Sodium bicarbonate is the real magic behind a fluffy pancake. It leavens pancake batter by reacting with an acid to produce carbon dioxide bubbles. Baking powder (sodium bicarbonate + phosphate + corn starch) is a kind of all-in-one way to create this leavening reaction. Phosphates are a type of acid. One common type of phosphate found in baking powder is sodium aluminum sulfate, which creates a tinny aftertaste. However, if no other acid is present in a pancake recipe, it is necessary to use baking powder to create a fluffy cake.

Buttermilk pancakes do not require the use of baking powder. Baking soda, which is just pure sodium bicarbonate with no added phosphates, can be used instead. Lactic acid in the buttermilk will react with baking soda to leaven the batter. Do note -- buttermilk is not milk with butter in it. Most commonly available buttermilk is regular milk that has been cultured and fermented. Its flavor is reminiscent of plain yogurt.

Why use oil instead of butter in pancake batter? Pancakes should be cooked on a hot pan for optimum texture, and butter burns quickly at high temperature. Blackened pancakes are a disaster in anyone's book! Oil will not burn, and helps create a nicely browned cake that doesn't stick to the pan.
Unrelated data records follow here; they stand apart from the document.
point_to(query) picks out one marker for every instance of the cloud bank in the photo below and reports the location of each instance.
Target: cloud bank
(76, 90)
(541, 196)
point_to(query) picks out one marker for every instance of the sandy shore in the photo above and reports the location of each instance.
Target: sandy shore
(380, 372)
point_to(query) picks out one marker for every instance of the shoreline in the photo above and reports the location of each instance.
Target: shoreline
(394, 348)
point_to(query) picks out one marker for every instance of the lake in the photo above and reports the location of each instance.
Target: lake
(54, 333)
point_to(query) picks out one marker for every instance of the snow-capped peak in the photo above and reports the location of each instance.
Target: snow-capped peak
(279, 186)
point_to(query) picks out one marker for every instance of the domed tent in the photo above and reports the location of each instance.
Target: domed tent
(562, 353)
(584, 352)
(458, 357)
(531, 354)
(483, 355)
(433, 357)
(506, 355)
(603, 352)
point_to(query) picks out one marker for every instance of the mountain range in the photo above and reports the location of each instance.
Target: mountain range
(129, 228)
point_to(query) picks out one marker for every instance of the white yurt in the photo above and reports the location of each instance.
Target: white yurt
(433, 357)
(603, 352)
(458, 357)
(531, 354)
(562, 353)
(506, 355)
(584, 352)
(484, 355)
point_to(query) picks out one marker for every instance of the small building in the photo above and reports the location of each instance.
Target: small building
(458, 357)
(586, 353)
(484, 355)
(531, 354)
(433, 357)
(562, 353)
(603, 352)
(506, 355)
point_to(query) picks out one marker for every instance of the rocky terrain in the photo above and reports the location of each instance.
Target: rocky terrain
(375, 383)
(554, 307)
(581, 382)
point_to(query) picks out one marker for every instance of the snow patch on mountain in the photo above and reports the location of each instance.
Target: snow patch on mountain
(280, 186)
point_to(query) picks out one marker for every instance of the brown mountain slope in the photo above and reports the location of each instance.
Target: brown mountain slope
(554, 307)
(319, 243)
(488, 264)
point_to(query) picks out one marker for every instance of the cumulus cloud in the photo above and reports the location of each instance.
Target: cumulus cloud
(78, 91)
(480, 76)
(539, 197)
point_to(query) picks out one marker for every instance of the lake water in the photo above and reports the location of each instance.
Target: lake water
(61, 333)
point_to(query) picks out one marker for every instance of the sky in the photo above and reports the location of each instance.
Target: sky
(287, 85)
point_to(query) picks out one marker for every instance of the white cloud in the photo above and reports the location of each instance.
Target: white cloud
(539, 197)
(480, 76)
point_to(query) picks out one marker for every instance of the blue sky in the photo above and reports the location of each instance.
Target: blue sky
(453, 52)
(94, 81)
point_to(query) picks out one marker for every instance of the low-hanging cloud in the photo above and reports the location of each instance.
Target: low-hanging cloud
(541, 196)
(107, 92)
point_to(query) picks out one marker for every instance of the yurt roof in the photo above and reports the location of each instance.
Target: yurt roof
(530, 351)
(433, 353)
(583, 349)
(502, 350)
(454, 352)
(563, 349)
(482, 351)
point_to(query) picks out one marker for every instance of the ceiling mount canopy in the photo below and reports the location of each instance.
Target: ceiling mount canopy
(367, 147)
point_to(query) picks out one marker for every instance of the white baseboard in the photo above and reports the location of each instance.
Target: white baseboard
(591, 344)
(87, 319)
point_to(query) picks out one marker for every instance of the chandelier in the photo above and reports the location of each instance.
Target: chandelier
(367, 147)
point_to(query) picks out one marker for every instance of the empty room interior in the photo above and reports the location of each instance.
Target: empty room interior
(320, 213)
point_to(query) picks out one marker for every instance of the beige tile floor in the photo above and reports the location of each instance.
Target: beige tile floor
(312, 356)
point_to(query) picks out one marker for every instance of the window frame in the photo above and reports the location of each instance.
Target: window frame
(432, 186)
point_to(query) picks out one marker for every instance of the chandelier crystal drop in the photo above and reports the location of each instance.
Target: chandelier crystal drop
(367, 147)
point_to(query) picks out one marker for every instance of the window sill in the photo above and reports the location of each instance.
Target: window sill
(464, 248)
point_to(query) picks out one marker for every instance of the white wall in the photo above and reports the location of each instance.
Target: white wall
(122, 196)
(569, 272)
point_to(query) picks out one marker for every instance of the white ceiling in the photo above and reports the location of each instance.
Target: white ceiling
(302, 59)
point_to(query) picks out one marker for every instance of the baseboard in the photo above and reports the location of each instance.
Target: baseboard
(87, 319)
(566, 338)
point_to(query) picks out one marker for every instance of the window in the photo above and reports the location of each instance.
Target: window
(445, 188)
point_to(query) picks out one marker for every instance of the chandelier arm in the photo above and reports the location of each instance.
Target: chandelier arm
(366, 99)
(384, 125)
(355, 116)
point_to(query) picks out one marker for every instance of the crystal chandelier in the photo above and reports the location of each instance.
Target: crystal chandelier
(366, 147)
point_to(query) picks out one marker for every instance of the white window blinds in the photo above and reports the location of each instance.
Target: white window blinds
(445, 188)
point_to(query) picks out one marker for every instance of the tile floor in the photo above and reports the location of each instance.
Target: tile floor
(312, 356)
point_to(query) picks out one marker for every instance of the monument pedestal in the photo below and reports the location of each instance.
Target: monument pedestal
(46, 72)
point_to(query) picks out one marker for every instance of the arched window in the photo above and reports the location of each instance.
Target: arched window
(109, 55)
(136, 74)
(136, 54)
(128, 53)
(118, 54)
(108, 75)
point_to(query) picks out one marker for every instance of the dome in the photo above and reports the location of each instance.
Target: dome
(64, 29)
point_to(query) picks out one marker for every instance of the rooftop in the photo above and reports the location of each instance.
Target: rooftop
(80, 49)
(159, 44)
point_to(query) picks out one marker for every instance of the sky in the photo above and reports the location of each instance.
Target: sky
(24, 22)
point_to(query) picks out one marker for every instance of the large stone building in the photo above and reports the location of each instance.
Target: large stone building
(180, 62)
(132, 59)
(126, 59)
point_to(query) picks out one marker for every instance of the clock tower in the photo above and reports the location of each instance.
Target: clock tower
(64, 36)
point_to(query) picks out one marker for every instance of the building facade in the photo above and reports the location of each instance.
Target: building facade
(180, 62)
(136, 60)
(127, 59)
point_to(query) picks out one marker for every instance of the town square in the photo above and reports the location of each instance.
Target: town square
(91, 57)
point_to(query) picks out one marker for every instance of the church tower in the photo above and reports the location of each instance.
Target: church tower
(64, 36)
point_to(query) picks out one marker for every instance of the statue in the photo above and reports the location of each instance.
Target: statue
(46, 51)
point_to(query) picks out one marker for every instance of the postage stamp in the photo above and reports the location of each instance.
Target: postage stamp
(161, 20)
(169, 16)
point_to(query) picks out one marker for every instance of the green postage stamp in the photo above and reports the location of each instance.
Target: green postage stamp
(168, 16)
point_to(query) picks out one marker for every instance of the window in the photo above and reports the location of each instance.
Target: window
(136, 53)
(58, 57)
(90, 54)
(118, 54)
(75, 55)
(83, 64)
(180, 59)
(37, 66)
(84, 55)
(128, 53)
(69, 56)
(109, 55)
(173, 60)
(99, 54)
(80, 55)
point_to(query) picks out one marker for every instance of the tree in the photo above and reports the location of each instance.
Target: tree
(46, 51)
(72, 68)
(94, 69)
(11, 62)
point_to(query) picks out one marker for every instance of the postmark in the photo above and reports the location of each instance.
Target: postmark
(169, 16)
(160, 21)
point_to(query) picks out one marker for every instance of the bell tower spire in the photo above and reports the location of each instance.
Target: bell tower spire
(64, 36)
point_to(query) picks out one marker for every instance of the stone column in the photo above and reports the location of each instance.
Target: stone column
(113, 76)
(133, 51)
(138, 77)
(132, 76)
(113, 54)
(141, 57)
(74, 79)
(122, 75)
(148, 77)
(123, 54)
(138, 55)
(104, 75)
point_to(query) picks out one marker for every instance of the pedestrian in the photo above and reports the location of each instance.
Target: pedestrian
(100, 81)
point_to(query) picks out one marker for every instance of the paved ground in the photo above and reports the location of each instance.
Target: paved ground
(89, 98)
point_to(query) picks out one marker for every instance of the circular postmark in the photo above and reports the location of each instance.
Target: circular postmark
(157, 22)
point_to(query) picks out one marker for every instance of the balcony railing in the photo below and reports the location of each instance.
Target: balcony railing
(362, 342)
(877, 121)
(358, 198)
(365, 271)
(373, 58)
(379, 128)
This batter yields a lightly sweet, fluffy pancake. I call for a tablespoon of sugar, but two may be used for a sweeter cake. Top these cakes with whipped cream and fresh fruit, nutella, fruit preserves, or maple syrup and butter. As written, this recipe makes enough pancakes for our family of two plus a little one. Double it for a family of four. Enjoy on a lazy weekend morning.


1 cup flour
1 tbsp sugar
1/2 tsp baking soda
 1 egg
1 cup buttermilk
1 tbsp vegetable oil
1/4 tsp vanilla extract


1.  Turn the oven on low (200F). In a medium bowl, combine flour, sugar, and baking soda and stir thoroughly.

2.  In a separate bowl, lightly beat the egg with a fork, then add buttermilk, vegetable oil, and vanilla extract. Stir to combine.

3.  Make a small well in the center of the dry ingredients. Pour the wet ingredients into the well and stir until completely combined to make the batter.

4.  Cook the pancakes in batches on a hot fry pan. When the bubbles pop and leave a small hole that does not close again, it's time to flip.

5.  Keep cooked pancakes warm in the oven while you cook the others.